The lack of an arms race between the major studios at Comic-Con International 2011 -- Warner Bros., Disney and DreamWorks are all sitting out this year's convention -- has cleared room for smaller players to earn bigger buzz for themselves.
Lionsgate and Relativity Media, two medium-sized movie studios, are promoting at least four titles apiece at this year's Comic-Con.
Lionsgate -- a Comic-Con veteran after using the gathering to promote films such as "Kick-Ass," "The Expendables" and the "Saw" franchise -- screened its July 29 release, "The Devil's Double," on Wednesday. An interactive media wall at its exhibit booth features content from upcoming releases "Warrior," "Conan the Barbarian," "Abduction" and "The Hunger Games" (although that last isn't due out until next March). Relativity, the upstart distribution arm of producer Ryan Kavanaugh's film-financing company, is plugging its films "Immortals," "Haywire," "The Raven" and "Shark Night" through various panels and events.
Even they point out that Comic-Con isn't the only place to reach sci-fi, fantasy and comic book fans. "To look at a Comic-Con effort and say, 'Did that work or didn't it work?' to any great degree is sort of a fallacy," said Terry Curtin, president-theatrical marketing for Relativity Media. She's a Comic-Con vet from her previous role at entertainment marketing firm Cimarron Group, where she helped promote movies and TV shows such as "The Vampire Diaries," "Monsters Vs. Aliens" and the "Twilight" series.
"It's like introducing two people and thinking that 's the full picture of the relationship," Ms. Curtin said. "Comic-Con is one of the steps in a much longer campaign."
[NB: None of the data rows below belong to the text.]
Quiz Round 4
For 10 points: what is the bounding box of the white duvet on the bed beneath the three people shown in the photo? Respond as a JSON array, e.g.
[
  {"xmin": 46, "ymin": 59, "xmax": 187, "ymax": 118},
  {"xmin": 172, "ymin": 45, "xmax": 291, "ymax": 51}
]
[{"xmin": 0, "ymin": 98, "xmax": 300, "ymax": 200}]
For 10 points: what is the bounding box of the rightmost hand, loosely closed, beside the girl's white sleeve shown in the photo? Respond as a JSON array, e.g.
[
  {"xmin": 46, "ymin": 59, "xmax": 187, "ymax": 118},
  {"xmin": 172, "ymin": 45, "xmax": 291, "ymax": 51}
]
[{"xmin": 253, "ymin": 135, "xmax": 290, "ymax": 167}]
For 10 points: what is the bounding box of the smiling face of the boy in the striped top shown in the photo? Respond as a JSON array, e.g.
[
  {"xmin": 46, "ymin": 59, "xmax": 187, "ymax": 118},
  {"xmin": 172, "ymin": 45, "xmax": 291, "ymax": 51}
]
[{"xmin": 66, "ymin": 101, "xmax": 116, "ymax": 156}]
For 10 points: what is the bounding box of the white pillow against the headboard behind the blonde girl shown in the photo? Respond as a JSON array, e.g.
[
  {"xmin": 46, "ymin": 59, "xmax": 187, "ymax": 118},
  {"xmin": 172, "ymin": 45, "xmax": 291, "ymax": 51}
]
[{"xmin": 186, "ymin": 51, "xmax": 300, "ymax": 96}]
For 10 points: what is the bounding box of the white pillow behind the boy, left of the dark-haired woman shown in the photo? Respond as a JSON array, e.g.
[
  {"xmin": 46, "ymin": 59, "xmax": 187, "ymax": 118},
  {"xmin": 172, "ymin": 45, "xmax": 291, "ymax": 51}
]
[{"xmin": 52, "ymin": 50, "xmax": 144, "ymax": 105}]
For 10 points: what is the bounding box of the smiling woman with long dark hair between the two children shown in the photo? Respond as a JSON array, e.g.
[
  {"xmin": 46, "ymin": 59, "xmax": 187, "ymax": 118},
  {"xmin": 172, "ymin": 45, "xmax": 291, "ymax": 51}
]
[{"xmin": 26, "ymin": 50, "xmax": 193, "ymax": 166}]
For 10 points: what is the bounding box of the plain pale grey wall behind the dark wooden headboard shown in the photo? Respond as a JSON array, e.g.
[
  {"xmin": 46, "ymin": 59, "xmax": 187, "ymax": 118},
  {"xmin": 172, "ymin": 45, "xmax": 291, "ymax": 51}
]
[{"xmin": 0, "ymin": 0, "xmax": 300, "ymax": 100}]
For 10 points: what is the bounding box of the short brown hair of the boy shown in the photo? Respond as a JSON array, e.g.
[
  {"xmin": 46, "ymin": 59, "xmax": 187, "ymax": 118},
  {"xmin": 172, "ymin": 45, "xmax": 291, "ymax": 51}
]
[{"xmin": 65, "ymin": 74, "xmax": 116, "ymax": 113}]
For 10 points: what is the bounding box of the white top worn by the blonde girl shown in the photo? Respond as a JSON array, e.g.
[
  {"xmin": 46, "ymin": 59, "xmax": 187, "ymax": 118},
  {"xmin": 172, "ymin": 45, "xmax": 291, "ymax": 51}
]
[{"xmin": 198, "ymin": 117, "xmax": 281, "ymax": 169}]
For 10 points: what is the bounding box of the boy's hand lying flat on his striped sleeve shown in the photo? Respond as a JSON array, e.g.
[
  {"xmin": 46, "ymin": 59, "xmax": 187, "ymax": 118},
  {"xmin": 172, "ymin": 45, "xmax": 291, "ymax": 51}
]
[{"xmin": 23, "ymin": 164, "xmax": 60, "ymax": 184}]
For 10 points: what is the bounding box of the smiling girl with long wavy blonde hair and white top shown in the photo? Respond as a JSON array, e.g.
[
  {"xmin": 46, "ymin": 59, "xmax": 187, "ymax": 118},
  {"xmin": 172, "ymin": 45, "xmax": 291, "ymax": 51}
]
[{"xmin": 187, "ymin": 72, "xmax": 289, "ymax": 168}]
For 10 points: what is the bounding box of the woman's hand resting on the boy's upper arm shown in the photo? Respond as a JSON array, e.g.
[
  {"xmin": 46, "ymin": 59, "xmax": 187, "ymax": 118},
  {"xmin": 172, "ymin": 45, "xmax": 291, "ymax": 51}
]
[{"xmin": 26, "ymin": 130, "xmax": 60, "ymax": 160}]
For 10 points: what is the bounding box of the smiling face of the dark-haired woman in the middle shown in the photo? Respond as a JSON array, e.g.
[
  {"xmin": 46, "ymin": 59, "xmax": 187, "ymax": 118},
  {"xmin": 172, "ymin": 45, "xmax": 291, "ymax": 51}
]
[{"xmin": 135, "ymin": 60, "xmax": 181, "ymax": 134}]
Many studios were reticent to go big at Comic-Con this year after watching Universal spend millions of dollars there to market "Scott Pilgrim vs. the World," which fizzled at the box office a month later, with an opening weekend of only $10 million. Disney's "Tron Legacy," another heavily hyped film that earned a lot of favorable chatter among the Comic-Con crowd, was a domestic disappointment upon its December release, barely recouping its $170 million budget in the U.S. (though it grossed an additional $228 million overseas).
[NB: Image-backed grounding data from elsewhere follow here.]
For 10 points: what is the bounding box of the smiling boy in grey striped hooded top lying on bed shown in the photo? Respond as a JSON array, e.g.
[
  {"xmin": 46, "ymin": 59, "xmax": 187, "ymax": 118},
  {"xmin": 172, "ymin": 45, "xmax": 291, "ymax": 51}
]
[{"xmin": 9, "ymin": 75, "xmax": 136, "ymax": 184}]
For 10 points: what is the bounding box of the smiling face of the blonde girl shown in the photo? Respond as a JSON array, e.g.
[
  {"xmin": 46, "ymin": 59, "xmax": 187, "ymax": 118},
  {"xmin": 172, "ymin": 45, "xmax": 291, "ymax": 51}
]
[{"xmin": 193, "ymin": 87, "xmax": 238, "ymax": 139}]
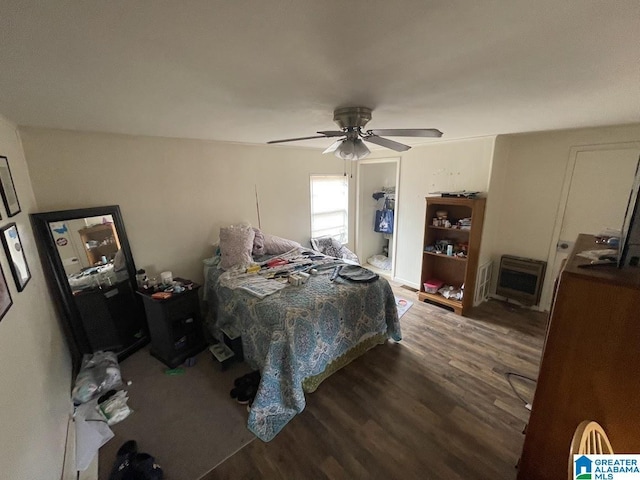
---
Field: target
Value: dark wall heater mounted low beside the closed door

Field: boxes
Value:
[496,255,547,306]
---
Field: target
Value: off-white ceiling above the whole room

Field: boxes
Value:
[0,0,640,148]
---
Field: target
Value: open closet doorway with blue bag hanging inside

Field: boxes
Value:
[356,158,400,279]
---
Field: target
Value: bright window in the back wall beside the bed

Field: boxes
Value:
[311,175,349,243]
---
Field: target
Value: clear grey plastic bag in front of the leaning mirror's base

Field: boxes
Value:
[72,352,122,405]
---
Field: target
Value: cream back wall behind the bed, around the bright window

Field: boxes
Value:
[21,128,355,281]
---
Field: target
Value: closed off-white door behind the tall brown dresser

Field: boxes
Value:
[541,145,640,310]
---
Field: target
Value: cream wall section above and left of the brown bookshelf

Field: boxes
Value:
[395,137,494,288]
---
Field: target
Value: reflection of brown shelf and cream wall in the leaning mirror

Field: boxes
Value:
[49,215,129,295]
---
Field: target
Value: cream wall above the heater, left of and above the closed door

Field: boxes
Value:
[491,124,640,310]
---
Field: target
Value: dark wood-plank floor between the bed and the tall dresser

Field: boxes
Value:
[202,285,547,480]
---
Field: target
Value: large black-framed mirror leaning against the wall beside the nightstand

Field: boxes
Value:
[30,205,149,370]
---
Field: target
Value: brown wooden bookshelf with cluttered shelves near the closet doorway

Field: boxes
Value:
[418,197,486,315]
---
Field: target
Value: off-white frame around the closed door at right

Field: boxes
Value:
[540,142,640,307]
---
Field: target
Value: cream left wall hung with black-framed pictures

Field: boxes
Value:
[0,117,71,480]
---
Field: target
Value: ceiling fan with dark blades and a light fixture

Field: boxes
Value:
[267,107,442,160]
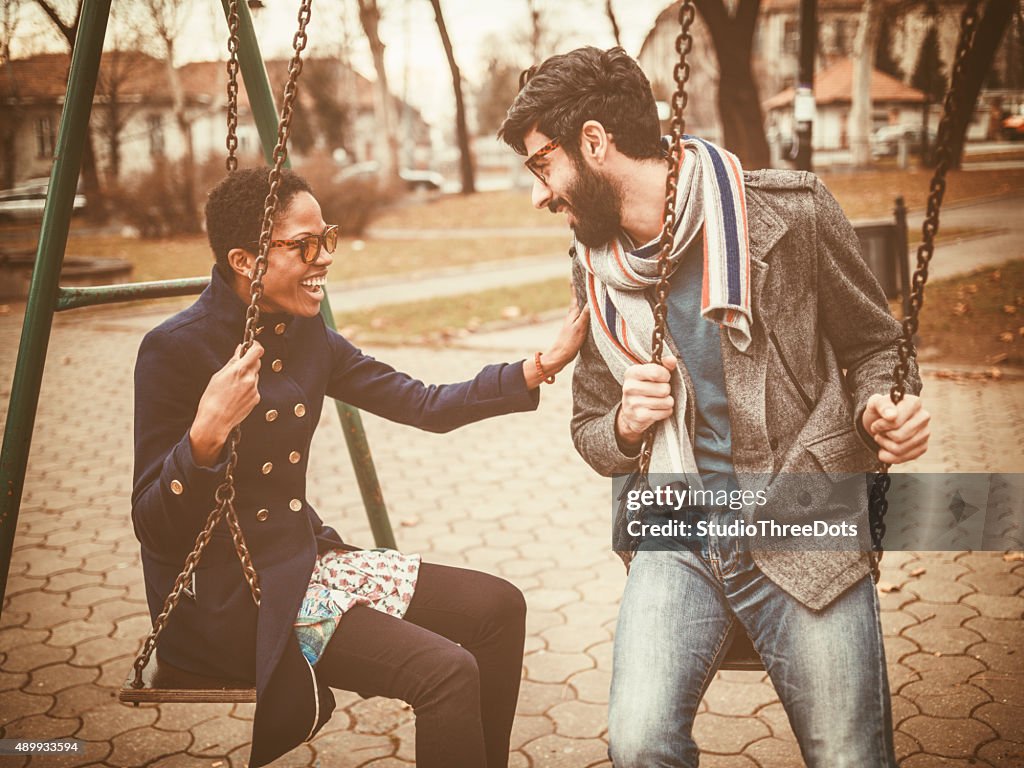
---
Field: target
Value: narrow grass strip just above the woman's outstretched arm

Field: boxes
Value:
[334,278,571,344]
Lionsgate, for its part, learned a harsh lesson about translating festival buzz into box-office revenue last year when "Kick-Ass," an acquisition from 2009's Comic-Con film festival, grossed a disappointing $48 million in ticket sales.
Many studios have also grown wary of the Comic-Con crowd's capacity to quickly generate negative buzz. Solid product is essential, said Tim Palen, Lionsgate's president for theatrical marketing.
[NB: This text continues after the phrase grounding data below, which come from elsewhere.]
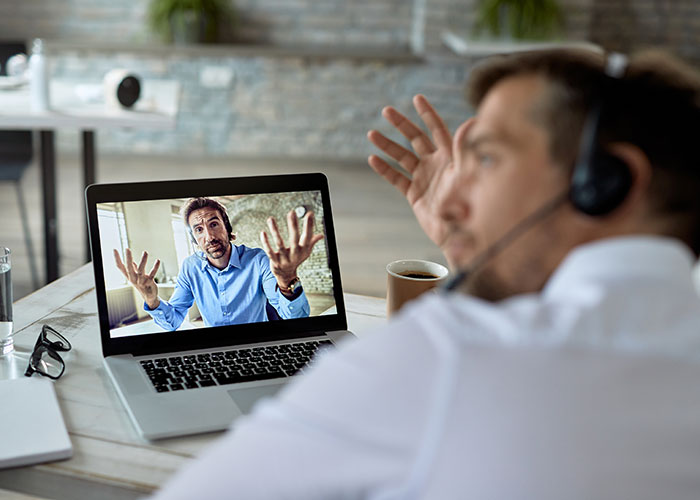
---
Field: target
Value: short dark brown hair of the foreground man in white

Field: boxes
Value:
[467,49,700,255]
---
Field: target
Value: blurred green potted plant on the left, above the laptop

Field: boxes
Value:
[148,0,233,44]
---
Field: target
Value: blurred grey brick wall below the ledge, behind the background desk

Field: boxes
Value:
[42,49,470,159]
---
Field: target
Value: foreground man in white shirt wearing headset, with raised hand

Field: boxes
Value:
[152,51,700,500]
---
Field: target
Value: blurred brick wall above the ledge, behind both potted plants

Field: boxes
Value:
[0,0,700,65]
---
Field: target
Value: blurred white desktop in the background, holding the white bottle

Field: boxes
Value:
[0,80,180,130]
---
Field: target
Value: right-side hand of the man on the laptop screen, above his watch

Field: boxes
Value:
[260,210,323,289]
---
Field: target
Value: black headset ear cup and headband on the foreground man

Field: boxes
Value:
[569,53,632,216]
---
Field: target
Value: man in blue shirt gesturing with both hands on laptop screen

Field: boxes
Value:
[114,198,323,330]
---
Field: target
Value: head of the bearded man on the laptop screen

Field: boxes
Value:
[182,198,236,259]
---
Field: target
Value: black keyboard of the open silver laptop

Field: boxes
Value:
[140,340,332,392]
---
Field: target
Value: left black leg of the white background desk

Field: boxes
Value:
[39,130,58,283]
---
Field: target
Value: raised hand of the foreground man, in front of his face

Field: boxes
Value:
[367,95,460,246]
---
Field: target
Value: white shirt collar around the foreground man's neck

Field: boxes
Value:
[543,235,695,297]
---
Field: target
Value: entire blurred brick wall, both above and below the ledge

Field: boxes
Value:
[0,0,700,160]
"If the fans don't think something is cool, they will let you know -- instantly, and passionately," Mr. Palen told Ad Age . "So if you come to Comic-Con, you'd better have the goods, because there are other opportunities to launch, and it's very hard to recover from bad Comic Con buzz."
Both Relativity and Lionsgate are also marketing partners for the Los Angeles Times' Hero Complex, a blog for fans of comic books, sci-fi and fantasy film and TV that is distributing free copies of its first print edition, a 24-page "Street Guide" to Comic-Con.
This year's Comic-Con is not entirely devoid of blockbusters. Sony's "The Amazing Spider-Man," a tentpole release for summer 2012, has one of the week's most-hyped panels. Sony is also advertising its "Ghost Rider" sequel with big banner ads around the Convention Center.
Summit's Thursday morning panel for "The Twilight Saga: Breaking Dawn" had lines outside the door by Wednesday afternoon. Universal's "Cowboys and Aliens" is hosting its world premiere at the festival Saturday night, with cast members Daniel Craig, Harrison Ford and Olivia Wilde expected to appear.
Paramount screened "Captain America: The First Avenger" with the cast Thursday morning and then throughout the remainder of the day. The studio's "Adventures of Tintin," a Christmas 2011 release, is also hosting a panel featuring director Steven Spielberg's first Comic-Con appearance on Friday.
Entertainment Weekly is also expanding its Comic-Con coverage this year, with three separate issues covering the festival and live streams of panels and parties. Not only has the Comic-Con coverage been an endemic play for EW among movie studios and video-game marketers, it's also helped the magazine attract sponsorships from consumer brands such as Toshiba and Hilton Hotels.
"This has without question become so mainstream, and the fan has become so important for marketers to reach," said Jason Wagenheim, Entertainment Weekly's publisher. "This is the Super Bowl of pop culture and our brand is right in the middle of that conversation."